Peut-être les équipes de Mark Zuckerberg surveillaient-elles d’un œil curieux la trajectoire d’Escapex lorsqu’il a annoncé vouloir rediriger Facebook vers la sphère privée. Peut-être voient-elles dans la firme, dont l’application est téléchargée selon Fast Company 13.000 fois par semaine, une véritable menace pour leur empire. Trois cent cinquante célébrités, avec une audience totale de 3,5 milliards de personnes sur les réseaux sociaux, ont déjà adopté la solution d’Escapex –et ce ne pourrait être qu’un début.
Un réseau social privé et rémunérateur
Le pari de l’entreprise, fondée en 2015: créer des réseaux sociaux en silos, centrés sur des personnalités et en particulier des influenceurs et influenceuses d’Instagram.

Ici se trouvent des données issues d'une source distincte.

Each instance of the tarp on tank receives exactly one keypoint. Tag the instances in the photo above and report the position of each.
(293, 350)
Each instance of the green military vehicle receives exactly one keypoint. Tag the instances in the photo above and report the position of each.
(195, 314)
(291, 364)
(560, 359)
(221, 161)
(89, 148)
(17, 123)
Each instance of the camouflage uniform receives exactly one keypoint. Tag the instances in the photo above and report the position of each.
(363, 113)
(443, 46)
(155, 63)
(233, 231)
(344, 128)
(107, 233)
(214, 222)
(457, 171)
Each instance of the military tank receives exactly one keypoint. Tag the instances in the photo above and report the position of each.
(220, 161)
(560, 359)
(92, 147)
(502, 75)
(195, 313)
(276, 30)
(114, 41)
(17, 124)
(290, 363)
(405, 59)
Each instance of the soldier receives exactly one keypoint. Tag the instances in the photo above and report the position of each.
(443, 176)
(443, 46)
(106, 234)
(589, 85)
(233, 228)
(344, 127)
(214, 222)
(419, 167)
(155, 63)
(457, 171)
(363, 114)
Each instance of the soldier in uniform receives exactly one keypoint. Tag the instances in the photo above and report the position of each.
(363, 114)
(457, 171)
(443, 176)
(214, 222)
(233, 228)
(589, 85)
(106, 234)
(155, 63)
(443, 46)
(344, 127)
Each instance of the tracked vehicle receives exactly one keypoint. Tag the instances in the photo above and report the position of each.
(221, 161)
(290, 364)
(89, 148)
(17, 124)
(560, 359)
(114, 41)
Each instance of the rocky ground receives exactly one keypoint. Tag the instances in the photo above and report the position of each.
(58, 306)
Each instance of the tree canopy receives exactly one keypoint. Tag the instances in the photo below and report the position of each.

De la même manière qu’ils pouvaient, fut-un temps que les moins de vingt ans ne veulent sans doute pas connaître, créer leur site internet, quiconque peut ainsi créer son propre petit Instagram personnel. À chacun son réseau social, avec tout ce que cela peut comporter. Et pour accéder aux contenus qui y sont postés, les «superfans» devront s’acquitter d’un petit abonnement mensuel.
Les avantages pour les stars concernées sont multiples. Ils sont d’abord financiers: Fast Company calcule que si 0,1% des followers Instagram d’une vedette en comptant deux millions s’abonnaient à sa plateforme personnalisée, elle pourrait prétendre à des revenus annuels de plus de 85.000 dollars [environ 75.000 euros], Escapex ponctionnant 30% des revenus générés.

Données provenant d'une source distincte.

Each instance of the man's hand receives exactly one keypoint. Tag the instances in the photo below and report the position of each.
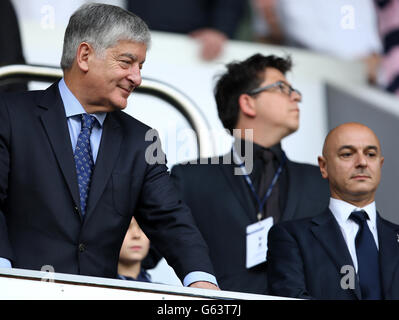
(204, 285)
(212, 42)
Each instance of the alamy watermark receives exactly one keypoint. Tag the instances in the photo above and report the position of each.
(179, 145)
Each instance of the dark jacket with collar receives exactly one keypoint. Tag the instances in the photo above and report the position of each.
(306, 259)
(222, 206)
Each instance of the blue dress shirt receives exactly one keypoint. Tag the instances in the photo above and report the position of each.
(73, 109)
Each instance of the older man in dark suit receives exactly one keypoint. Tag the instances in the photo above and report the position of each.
(348, 251)
(74, 168)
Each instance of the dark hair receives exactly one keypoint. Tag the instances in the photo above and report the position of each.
(242, 77)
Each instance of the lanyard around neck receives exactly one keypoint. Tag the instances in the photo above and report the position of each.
(261, 202)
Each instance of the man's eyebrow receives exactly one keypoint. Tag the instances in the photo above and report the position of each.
(130, 56)
(351, 147)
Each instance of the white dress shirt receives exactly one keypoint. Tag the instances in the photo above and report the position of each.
(341, 211)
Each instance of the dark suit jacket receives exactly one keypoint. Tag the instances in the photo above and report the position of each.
(40, 220)
(222, 206)
(305, 258)
(10, 43)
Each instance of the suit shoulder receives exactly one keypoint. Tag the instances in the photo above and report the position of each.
(133, 126)
(20, 99)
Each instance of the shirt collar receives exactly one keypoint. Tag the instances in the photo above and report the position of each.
(257, 149)
(342, 210)
(72, 105)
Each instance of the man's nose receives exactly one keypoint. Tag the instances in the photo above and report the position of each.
(361, 160)
(135, 75)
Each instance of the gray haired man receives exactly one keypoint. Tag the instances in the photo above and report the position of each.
(73, 169)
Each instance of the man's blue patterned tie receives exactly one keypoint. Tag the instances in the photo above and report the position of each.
(367, 258)
(84, 159)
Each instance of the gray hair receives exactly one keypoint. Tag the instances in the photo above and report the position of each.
(102, 26)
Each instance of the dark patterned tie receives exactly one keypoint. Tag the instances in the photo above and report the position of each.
(367, 258)
(271, 208)
(84, 159)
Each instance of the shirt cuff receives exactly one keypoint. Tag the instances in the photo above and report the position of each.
(5, 263)
(199, 276)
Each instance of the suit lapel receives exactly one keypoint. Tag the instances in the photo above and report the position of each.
(388, 237)
(55, 124)
(111, 140)
(240, 189)
(328, 233)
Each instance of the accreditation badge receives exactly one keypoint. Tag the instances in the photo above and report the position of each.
(257, 241)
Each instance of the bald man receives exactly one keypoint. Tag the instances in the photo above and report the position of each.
(348, 251)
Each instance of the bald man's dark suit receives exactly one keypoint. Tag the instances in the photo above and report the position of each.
(305, 259)
(40, 220)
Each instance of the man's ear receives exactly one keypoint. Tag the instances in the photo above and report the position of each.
(247, 105)
(82, 56)
(323, 167)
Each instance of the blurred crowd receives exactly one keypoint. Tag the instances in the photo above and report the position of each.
(365, 30)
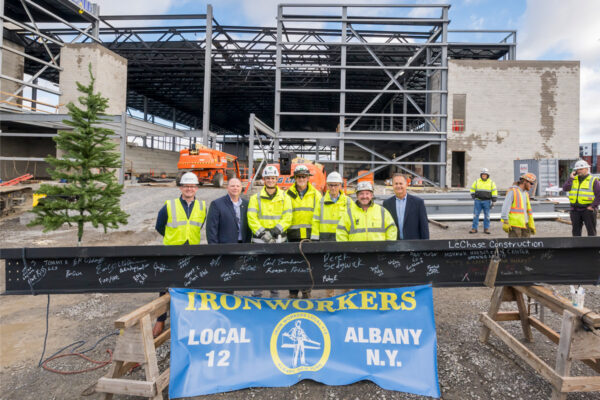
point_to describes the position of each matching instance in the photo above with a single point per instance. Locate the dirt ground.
(467, 369)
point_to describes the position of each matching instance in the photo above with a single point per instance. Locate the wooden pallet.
(579, 337)
(135, 345)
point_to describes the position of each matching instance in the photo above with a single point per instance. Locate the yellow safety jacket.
(582, 193)
(484, 190)
(265, 212)
(302, 211)
(375, 224)
(326, 216)
(179, 228)
(520, 214)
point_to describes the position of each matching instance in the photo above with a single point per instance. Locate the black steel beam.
(282, 266)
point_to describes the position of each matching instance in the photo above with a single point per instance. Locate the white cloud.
(567, 30)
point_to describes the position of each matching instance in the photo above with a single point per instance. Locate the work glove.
(266, 236)
(275, 231)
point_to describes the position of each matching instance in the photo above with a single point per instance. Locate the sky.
(546, 30)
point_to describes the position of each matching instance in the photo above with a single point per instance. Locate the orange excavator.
(209, 165)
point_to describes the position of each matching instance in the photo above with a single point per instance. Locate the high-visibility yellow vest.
(484, 190)
(265, 212)
(326, 216)
(520, 211)
(582, 193)
(302, 211)
(375, 224)
(179, 228)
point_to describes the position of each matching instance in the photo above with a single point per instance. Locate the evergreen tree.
(91, 193)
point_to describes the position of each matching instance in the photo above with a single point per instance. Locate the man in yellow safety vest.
(516, 216)
(269, 213)
(180, 221)
(584, 196)
(364, 220)
(304, 198)
(328, 212)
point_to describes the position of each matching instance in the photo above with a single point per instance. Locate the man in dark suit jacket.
(227, 220)
(407, 210)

Un autre avantage est de pouvoir dire adieu à la toute-puissance des algorithmes cryptiques des réseaux classiques comme Instagram ou Facebook, qui privent followers et fans d’une partie des contenus publiés. Les VIP pourront désormais poster en permanence et sans crainte que leurs publications ne se perdent dans les limbes, donc potentiellement créer une relation plus étroite encore avec leur communauté.
Un club plutôt que des followers
Les personnes disposant d’une application Escapex récupèrent également ce qui constitue désormais un bien très précieux: contrairement à Facebook, YouTube ou Instagram, les données relatives aux abonné·es et fans sont placées dans les mains des responsables du site Escapex, qui peuvent donc les exploiter à leur guise. Le contrôle est bien plus total qu’avec les plateformes traditionnelles, ce qui pourrait notamment attirer de nombreux acteurs avides de communautés directes, de data et de contrôle –par exemple les labels musicaux.

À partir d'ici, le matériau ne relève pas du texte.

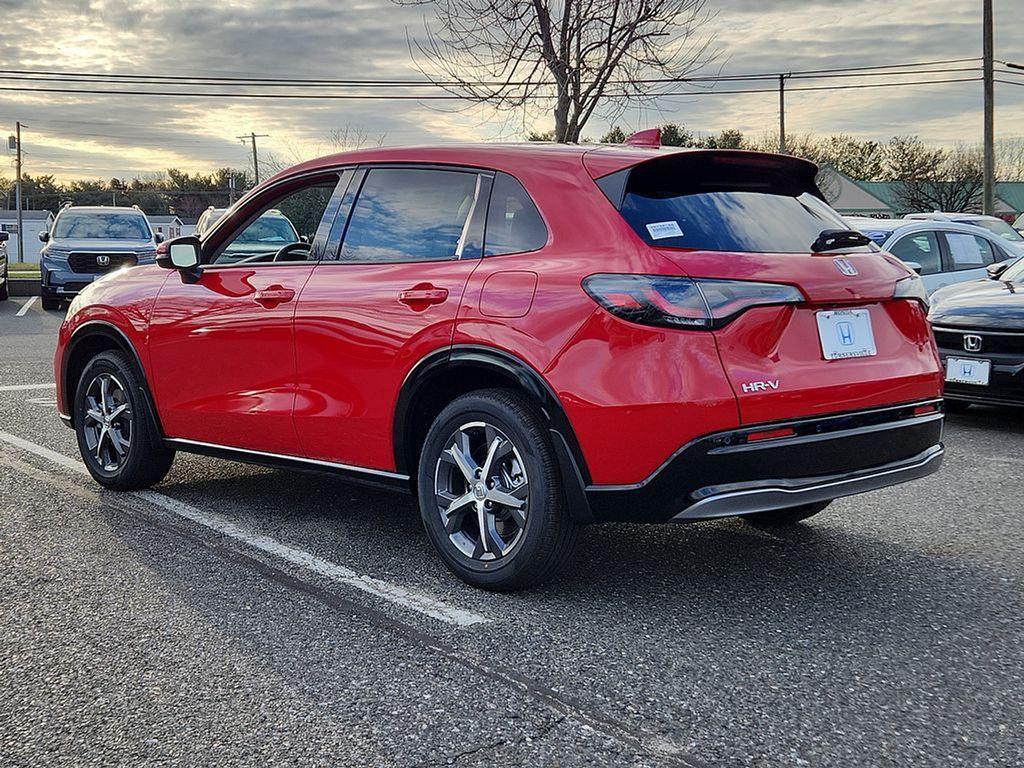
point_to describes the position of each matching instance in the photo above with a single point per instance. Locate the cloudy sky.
(102, 136)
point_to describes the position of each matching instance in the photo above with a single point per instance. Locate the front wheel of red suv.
(119, 443)
(489, 493)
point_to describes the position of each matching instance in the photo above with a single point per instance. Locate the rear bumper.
(1005, 349)
(724, 474)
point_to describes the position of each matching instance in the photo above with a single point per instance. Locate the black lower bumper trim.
(825, 458)
(773, 495)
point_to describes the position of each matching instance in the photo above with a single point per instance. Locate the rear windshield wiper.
(833, 240)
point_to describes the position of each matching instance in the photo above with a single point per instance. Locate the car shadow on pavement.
(821, 562)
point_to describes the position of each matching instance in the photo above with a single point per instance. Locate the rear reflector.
(770, 434)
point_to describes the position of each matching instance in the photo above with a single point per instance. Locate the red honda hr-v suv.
(526, 337)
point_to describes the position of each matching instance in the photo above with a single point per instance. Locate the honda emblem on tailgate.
(846, 266)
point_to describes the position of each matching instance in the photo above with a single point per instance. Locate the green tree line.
(177, 192)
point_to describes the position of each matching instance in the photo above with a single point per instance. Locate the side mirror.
(994, 270)
(180, 253)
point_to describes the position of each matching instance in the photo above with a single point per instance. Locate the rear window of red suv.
(724, 202)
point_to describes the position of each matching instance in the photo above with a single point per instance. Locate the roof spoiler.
(649, 137)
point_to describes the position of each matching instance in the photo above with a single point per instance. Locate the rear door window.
(712, 202)
(411, 214)
(514, 224)
(922, 248)
(969, 251)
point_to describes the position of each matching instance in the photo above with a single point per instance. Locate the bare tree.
(1010, 159)
(933, 178)
(578, 56)
(339, 139)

Les contenus peuvent être ou ne pas être placés derrière un abonnement payant. Fast Company donne l’exemple de l’acteur Osric Chau (Supernatural), qui dispose depuis début 2018 de son application Escapex et l’utilise pour former un lien plus direct et plus fort avec sa communauté de fans. L’activité de ces derniers est récompensée par un système de points, qui peuvent servir à booster un commentaire –donc à garantir que l’objet de sa passion le verra. Idéal pour resserrer les liens, voire créer une légère addiction.
En somme, Escapex est une sorte de privatisation des réseaux sociaux qui tente de couper l’herbe sous le pied de tous les intermédiaires habituels, permet aux célébrités de mieux contrôler ce qu’elles proposent et offre à leurs fans le renforcement d'un très précieux sentiment d’appartenance à une communauté d’intérêt. Le potentiel semble immense.